Hi!
I was surprised that when I pass the input tensor to svi.step
when it goes to the guide, the values of this tensor change. For example, in the original tensor, it was something like [.., 57, 58, 59, 60, 61, ...]
and the guide’s argument is [..., 57, 58, 19, 59, 60, ...]
. Tensor shapes are the same. It seems like it reproduces only on large tensors. I’m new to Pyro, so I don’t know if it is a bug or expected behavior, but it certainly breaks my program.

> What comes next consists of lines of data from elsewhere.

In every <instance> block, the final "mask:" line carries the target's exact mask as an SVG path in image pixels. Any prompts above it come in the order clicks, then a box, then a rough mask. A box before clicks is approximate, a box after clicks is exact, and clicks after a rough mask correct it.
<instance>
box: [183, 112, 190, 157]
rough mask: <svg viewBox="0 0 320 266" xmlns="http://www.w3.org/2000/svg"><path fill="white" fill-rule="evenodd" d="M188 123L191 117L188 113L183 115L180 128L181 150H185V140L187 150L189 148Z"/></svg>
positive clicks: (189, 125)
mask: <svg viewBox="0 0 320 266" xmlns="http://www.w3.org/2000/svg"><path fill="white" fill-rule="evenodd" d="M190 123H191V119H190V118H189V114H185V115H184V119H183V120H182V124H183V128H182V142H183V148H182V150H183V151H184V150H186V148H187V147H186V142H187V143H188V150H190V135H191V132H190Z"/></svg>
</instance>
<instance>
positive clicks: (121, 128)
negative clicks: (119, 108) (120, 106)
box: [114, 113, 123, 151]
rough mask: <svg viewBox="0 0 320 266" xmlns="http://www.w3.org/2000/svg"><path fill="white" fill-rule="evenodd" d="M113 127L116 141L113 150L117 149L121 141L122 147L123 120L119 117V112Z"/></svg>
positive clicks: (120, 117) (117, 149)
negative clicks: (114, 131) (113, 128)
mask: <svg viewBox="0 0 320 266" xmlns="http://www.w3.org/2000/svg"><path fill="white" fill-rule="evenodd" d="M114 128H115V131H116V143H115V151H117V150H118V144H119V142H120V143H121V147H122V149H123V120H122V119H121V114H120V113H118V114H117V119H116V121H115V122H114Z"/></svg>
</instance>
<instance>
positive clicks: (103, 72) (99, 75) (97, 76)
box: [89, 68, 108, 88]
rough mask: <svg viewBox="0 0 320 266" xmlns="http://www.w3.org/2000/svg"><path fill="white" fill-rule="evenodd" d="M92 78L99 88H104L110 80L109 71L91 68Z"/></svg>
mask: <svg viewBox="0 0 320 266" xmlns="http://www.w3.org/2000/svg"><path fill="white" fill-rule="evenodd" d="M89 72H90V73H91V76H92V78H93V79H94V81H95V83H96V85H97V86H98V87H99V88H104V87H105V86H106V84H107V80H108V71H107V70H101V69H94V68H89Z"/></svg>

In other words, with the following code, X
in guide
is different from X
passed in svi.step
but has the same shape.
def model(X):
# some code with X
def guide(X):
# some code with X
svi = SVI(model, gude, optimizer, loss=Trace_ELBO())
svi.step(X)
Full Code to Reproduce
import argparse
import os
import numpy as np
import pandas as pd
from torch import nn
import torch
import pyro
from pyro.ops.indexing import Vindex
import pyro.distributions as dist
from pyro.infer import MCMC, NUTS, Predictive
from pyro.infer.reparam import LocScaleReparam
import torch.distributions.constraints as constraints
from pyro.optim import Adam
from pyro.infer import SVI, Trace_ELBO
from tqdm.auto import tqdm, trange
from crowdkit.datasets import load_dataset
DEVICE = 'cpu'
def bcc(worker_pos, tasks_pos, worker_labels):
n_tasks = torch.max(tasks_pos) + 1
n_workers = torch.max(worker_pos) + 1
n_labels = torch.max(worker_labels) + 1
init = torch.ones(n_labels, n_labels, device=DEVICE) + (torch.eye(n_labels, device=DEVICE) if n_labels == 2 else torch.eye(n_labels, device=DEVICE) * (n_labels - 2)).repeat(n_workers, 1, 1)
beta = pyro.sample('beta', dist.Dirichlet(init).to_event(2))
with pyro.plate('items', n_tasks, dim=-1):
pi = pyro.sample('pi', dist.Dirichlet(torch.ones(n_labels, device=DEVICE)))
c = pyro.sample('c', dist.Categorical(pi).to_event(1))
y = pyro.sample('y', dist.Categorical(beta[worker_pos, c[tasks_pos], :]).to_event(1), obs=worker_labels)
def bcc_guide(worker_pos, tasks_pos, worker_labels):
#!!! This is wrong. The maximum value is different to the original tasks_pos since tensors are different
n_tasks = torch.max(tasks_pos) + 1
# !!!
torch.save(tasks_pos, 'tasks_pos.pt')
n_workers = torch.max(worker_pos) + 1
n_labels = torch.max(worker_labels) + 1
init = torch.ones(n_labels, n_labels, device=DEVICE) + (torch.eye(n_labels, device=DEVICE) if n_labels == 2 else torch.eye(n_labels, device=DEVICE) * (n_labels - 2)).repeat(n_workers, 1, 1)
beta_q = pyro.param('beta_q', init)
beta = pyro.sample('beta', dist.Dirichlet(beta_q).to_event(2))
pi_q = pyro.param('pi_q', torch.ones(n_labels, device=DEVICE))
with pyro.plate('items', n_tasks, dim=-1):
pi = pyro.sample('pi', dist.Dirichlet(pi_q))
c_q = pyro.param('c_q', torch.ones(n_tasks, n_labels, device=DEVICE) / n_labels, constraint=constraints.simplex)
c = pyro.sample('c', dist.Categorical(c_q).to_event(1))
df, gt = load_dataset('relevance-2')
tasks_pos = torch.tensor(pd.factorize(df['task'])[0]).to(DEVICE)
worker_pos = torch.tensor(pd.factorize(df['performer'])[0]).to(DEVICE)
worker_labels = torch.tensor(df['label'].values).to(DEVICE)
adam_params = {"lr": 0.01, "betas": (0.90, 0.999)}
optimizer = Adam(adam_params)
model = bcc
svi = SVI(model, bcc_guide, optimizer, loss=Trace_ELBO())
pbar = trange(1)
for step in pbar:
loss = svi.step(worker_pos, tasks_pos, worker_labels)
pbar.set_description(f'Trace ELBO: {round(loss, 4)}')
It would be great if someone could provide an insight about what I can do to avoid this behaviour.